Eventually Orion will transport real people, though the only other passenger on the test flight will be another mannequin, travelling without an AstroRad vest, to act as a control for the experiment. Provided by the German Space Agency, both dummies will be fitted with sensors to measure how well the company’s vest protects the mannequin from space radiation. The work is vital for future Mars trips as human cells are highly sensitive to radiation-induced mutations during cell division, when DNA unzips to undergo replication.
The biggest test for the vest will come as Orion flies through the Van Allen belts, which surround the Earth and are rich with energetic particles. StemRad’s vest, which can be customized to fit individual astronauts, has therefore been designed to protect those cells that proliferate most rapidly, including those in bone marrow. “When you protect those parts of the body, you can reduce the likelihood of cancer dramatically,” says the firm’s chief executive Oren Milstein.

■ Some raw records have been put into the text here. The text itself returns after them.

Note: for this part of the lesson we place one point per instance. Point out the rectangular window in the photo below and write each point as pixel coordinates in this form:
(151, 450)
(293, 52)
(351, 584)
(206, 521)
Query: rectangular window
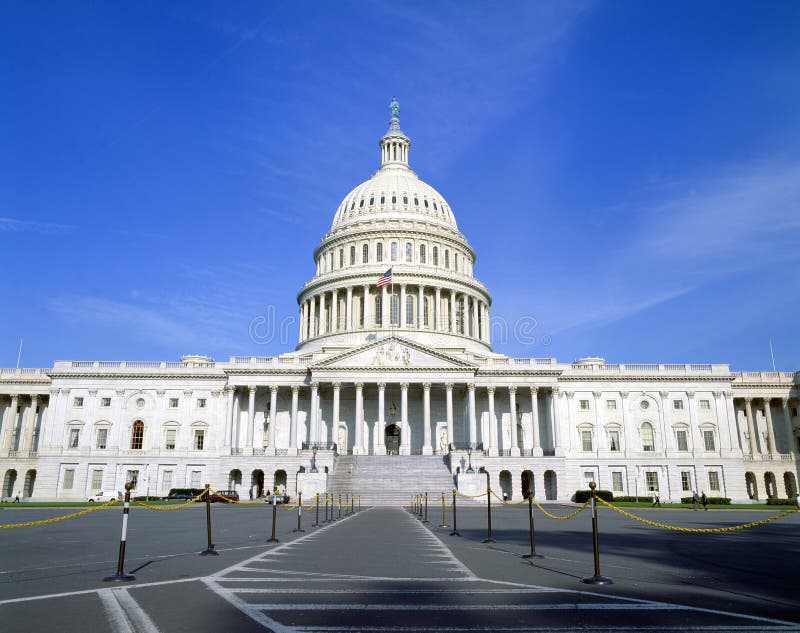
(683, 441)
(199, 439)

Another company involved in preparations for EM-1 is Thales Alenia Space – Europe’s biggest manufacturer of satellites. It has built many components for the European Space Module (ESM), which will provide the propulsion system for Orion and, in future missions, water, electricity and other necessities to Orion astronauts. The firm has been contracted to design and build a layered shield, reinforced with Kevlar, that will protect parts of the ESM from harm due to space debris and micrometeorites. At the speeds Orion will be travelling, even a metal flake as small as a fingernail could cause serious damage without shielding.

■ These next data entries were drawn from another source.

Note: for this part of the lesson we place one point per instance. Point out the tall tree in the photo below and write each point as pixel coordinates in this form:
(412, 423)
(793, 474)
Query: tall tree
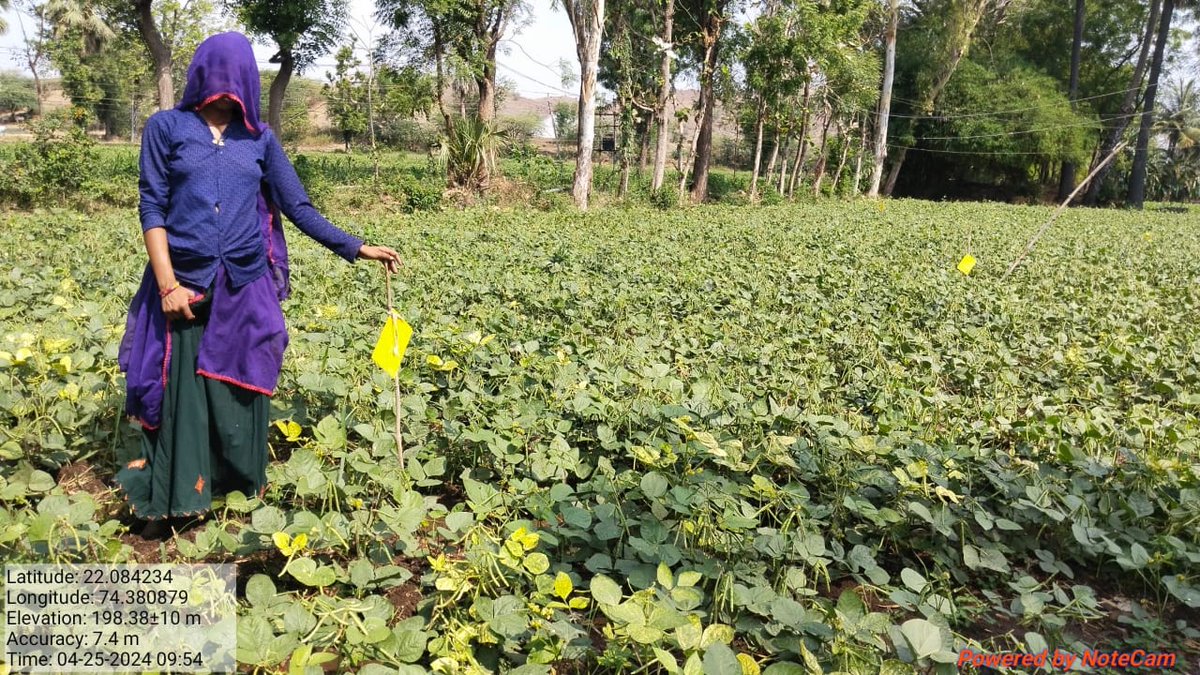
(587, 24)
(35, 42)
(958, 19)
(160, 53)
(301, 31)
(709, 21)
(661, 123)
(1067, 181)
(1128, 103)
(624, 53)
(1141, 151)
(457, 34)
(881, 125)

Also cashing in on a potential trip to Mars is Lockheed Martin, which has designed or built a number of spacecraft for NASA. It announced in February that it had welded together the first two pieces of the Orion capsule to be used on the successor mission to EM-1. Known as Exploration Mission 2, it will carry real humans into deep space, with a test mission slated for launch in 2022. Meanwhile, Orbital ATK, an aerospace and defence company headquartered in Dulles, Virginia, has contributed to the design and build of many components of the SLS.
As for BWX Technologies, based in Lynchburg, Virginia, it announced last autumn that it had won an $18.8m contract from NASA to design a nuclear-propulsion reactor as part of an engine for a manned spacecraft to Mars. Using nuclear power instead of chemical fuels could cut the mass of the propulsion system and potentially shorten the travel time. That in turn – says BWX – could reduce radiation exposure.

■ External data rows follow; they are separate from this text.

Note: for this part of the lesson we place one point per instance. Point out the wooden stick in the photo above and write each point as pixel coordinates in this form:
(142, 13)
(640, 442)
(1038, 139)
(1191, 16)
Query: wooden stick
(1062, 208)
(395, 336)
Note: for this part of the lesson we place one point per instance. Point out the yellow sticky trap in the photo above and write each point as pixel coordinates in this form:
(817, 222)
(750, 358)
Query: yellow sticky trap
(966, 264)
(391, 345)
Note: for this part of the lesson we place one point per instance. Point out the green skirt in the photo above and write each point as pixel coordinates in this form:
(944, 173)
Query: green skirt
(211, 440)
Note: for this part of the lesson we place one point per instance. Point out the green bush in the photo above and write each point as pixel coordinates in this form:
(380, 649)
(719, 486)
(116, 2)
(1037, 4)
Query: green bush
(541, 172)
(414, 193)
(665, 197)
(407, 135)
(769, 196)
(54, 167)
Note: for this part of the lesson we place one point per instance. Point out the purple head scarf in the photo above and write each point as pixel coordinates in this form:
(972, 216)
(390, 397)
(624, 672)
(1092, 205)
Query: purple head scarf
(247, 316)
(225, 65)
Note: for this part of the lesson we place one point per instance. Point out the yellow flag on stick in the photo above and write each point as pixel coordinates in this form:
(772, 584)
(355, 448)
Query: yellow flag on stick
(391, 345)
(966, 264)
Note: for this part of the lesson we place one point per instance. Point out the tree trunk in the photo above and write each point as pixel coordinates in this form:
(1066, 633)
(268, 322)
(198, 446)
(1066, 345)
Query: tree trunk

NASA enlists many of its commercial allies through its NextStep programme, which seeks to create public-private partnerships to accelerate the pace of development. Through this project, the Sierra Nevada Corporation is currently designing components of a human habitat that could be used for long missions. It is also working on a spacecraft called Dream Chaser to carry cargo to the International Space Station.
The company was in addition selected last year – along with rival US firms Boeing, Lockheed Martin, Orbital ATK and SSL – to carry out studies on power and propulsion systems for a possible “deep space gateway”. Envisioned as a kind of “spaceport” near the Moon, it would be an important stop en route to Mars, with the power and propulsion systems providing electricity to keep the gateway running and to let it move to different orbits.
Another area of commercial interest lies in developing space-based habitats that could both sustain life and protect it from radiation. Several firms are involved here, including Bigelow Aerospace, based in Las Vegas, which has designed human habitats that can be inflated in space. Looking like giant marshmallows, these habitats might work in a variety of space settings and the firm says it wants to launch an inflatable pod to orbit the Moon by late 2021 as a deep space hotel called “Aurora Station”.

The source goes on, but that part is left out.